Cointegration vs Correlation

Why co-movement isn't equilibrium, and what changes when you switch from one to the other

The naive question

Two assets move together. The first instinct, learned early in any data course, is to compute the correlation. A high number — above 0.8, say — feels like proof of a stable relationship, and it is where most analyses stop.

The trouble starts when those two series are non-stationary. In 1974, Granger and Newbold ran a now-famous experiment: they generated pairs of independent random walks, regressed one on the other, and found significant coefficients with t-statistics above five most of the time. The $R^2$ values were routinely in the 0.7 to 0.9 range. The relationships did not exist. The regressions were spurious.

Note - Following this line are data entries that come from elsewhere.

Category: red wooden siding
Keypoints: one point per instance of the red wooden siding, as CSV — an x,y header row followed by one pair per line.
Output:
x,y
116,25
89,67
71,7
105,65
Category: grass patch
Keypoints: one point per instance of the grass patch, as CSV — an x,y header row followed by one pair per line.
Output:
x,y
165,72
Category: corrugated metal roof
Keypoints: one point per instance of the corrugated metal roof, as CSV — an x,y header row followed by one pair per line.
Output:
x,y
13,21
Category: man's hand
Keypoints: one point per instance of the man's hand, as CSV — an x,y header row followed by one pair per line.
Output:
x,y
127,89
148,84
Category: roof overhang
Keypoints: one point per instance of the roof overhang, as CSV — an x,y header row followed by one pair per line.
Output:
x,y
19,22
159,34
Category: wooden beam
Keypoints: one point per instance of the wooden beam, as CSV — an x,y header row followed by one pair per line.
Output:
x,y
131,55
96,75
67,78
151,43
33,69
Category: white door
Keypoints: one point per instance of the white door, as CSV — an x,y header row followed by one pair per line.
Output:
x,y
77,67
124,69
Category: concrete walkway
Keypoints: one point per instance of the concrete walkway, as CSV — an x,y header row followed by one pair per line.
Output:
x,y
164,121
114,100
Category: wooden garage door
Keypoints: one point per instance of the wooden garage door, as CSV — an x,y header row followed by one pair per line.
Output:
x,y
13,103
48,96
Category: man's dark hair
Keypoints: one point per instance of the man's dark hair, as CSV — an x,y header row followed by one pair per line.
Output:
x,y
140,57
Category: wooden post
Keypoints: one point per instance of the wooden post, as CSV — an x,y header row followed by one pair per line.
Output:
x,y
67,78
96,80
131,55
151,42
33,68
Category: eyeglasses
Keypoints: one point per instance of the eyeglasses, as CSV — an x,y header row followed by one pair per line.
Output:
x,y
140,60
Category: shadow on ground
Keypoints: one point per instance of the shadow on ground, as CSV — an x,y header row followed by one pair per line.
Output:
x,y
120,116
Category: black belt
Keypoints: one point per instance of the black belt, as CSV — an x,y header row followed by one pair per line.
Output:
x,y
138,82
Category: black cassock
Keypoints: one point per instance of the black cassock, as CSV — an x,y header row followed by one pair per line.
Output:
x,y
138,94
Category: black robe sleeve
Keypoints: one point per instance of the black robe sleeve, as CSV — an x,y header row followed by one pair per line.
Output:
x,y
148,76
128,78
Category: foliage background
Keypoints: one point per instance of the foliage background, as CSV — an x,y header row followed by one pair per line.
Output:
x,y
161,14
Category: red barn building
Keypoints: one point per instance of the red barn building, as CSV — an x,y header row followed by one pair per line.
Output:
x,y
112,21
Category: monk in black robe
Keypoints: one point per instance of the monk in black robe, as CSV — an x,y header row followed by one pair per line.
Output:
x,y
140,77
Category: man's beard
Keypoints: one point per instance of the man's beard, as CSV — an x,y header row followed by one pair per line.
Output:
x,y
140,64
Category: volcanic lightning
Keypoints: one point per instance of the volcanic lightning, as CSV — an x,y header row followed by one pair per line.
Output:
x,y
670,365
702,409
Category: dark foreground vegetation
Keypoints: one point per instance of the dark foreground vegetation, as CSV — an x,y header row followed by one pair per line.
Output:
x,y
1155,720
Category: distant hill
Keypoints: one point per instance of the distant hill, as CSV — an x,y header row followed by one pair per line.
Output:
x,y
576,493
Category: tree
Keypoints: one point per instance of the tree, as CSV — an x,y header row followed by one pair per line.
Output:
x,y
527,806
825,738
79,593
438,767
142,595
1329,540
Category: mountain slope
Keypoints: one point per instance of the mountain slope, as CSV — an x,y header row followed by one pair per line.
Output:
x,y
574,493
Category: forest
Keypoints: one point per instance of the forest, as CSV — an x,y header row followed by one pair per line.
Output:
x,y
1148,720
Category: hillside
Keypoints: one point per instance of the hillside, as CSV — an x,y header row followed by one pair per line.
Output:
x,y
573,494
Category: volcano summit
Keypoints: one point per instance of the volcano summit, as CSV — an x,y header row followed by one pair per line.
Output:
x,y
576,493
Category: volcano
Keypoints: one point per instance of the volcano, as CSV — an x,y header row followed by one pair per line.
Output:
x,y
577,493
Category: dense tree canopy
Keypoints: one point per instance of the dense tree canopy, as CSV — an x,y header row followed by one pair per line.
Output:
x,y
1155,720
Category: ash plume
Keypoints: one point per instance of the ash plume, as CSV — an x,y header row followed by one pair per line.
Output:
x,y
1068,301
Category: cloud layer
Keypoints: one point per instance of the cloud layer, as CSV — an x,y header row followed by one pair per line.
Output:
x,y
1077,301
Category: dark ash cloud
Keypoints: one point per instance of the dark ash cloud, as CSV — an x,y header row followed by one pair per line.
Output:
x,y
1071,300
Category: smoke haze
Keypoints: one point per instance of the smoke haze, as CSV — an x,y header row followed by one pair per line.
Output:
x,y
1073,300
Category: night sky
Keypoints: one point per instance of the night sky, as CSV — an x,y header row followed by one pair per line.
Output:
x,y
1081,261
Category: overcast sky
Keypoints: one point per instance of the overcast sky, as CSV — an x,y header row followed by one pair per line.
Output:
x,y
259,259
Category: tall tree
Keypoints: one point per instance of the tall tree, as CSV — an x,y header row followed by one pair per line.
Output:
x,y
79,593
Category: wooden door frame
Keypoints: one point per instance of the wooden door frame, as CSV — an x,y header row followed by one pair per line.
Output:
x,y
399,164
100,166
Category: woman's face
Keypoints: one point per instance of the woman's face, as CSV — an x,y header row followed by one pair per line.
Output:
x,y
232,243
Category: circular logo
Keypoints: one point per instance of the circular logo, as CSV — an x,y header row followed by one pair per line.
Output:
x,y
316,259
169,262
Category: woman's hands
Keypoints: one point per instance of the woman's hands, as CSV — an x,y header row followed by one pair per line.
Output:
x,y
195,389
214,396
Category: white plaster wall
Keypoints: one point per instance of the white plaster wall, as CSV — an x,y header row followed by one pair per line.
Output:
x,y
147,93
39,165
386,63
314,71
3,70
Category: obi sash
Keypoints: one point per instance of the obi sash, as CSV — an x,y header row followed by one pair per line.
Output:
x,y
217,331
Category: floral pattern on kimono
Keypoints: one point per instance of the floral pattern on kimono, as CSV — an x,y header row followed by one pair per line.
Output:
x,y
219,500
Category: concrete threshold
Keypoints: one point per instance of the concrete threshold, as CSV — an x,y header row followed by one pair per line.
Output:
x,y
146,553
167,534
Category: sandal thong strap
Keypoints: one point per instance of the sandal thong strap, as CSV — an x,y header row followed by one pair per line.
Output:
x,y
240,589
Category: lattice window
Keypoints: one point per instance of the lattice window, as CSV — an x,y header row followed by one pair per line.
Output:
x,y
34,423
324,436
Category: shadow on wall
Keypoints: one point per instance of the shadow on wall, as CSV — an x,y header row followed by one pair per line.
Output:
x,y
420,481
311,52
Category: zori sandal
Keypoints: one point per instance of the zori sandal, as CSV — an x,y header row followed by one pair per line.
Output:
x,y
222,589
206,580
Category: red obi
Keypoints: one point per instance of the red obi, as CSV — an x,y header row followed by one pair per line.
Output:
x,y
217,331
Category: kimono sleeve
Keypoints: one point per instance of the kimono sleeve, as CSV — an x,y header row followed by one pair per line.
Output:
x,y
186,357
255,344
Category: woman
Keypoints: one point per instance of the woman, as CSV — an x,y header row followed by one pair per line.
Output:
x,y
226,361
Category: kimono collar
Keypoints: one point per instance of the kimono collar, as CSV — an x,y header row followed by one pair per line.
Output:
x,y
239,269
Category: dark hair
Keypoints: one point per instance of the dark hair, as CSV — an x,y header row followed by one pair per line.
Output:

The lesson is uncomfortable. The same arithmetic that detects a real economic link also fabricates one out of pure noise — whenever the inputs trend or wander. Correlation, applied to levels of integrated series, lies confidently. To get past the lie, we need to think about a different property entirely: not whether two series move together, but whether their difference is stable.

That property is cointegration.

Stationarity, the forgotten prerequisite

A weakly stationary process has a constant mean, a constant variance, and an autocovariance that depends only on lag, not on absolute time. Most textbook estimators — t-tests, OLS, the central limit theorem — quietly assume stationarity.

A series is integrated of order $d$, written $I(d)$, if it must be differenced $d$ times to become stationary. Returns of well-behaved assets are typically $I(0)$. The price levels themselves are usually $I(1)$: their first differences are stationary, but the levels are not.

Random walks are the textbook $I(1)$ example:

$$x_t = x_{t-1} + \varepsilon_t, \qquad \varepsilon_t \sim \text{i.i.d.}(0, \sigma^2)$$

The variance of $x_t$ grows with $t$, so the unconditional moments are not constant. The Augmented Dickey-Fuller (ADF) test formalises this. It estimates

$$\Delta x_t = \alpha + \beta t + \rho , x_{t-1} + \sum_{i=1}^{p} \gamma_i , \Delta x_{t-i} + \varepsilon_t$$

with the null hypothesis $\rho = 0$ — the series has a unit root, no mean-reversion, and is $I(1)$. Rejecting the null says the series is mean-reverting at some rate set by $\rho$.

Without this preliminary test, every downstream computation on the levels is suspect.

Key point: If a series has a unit root, its sample correlations with anything else are not what they seem. The first question before any regression on price levels is whether those levels are stationary.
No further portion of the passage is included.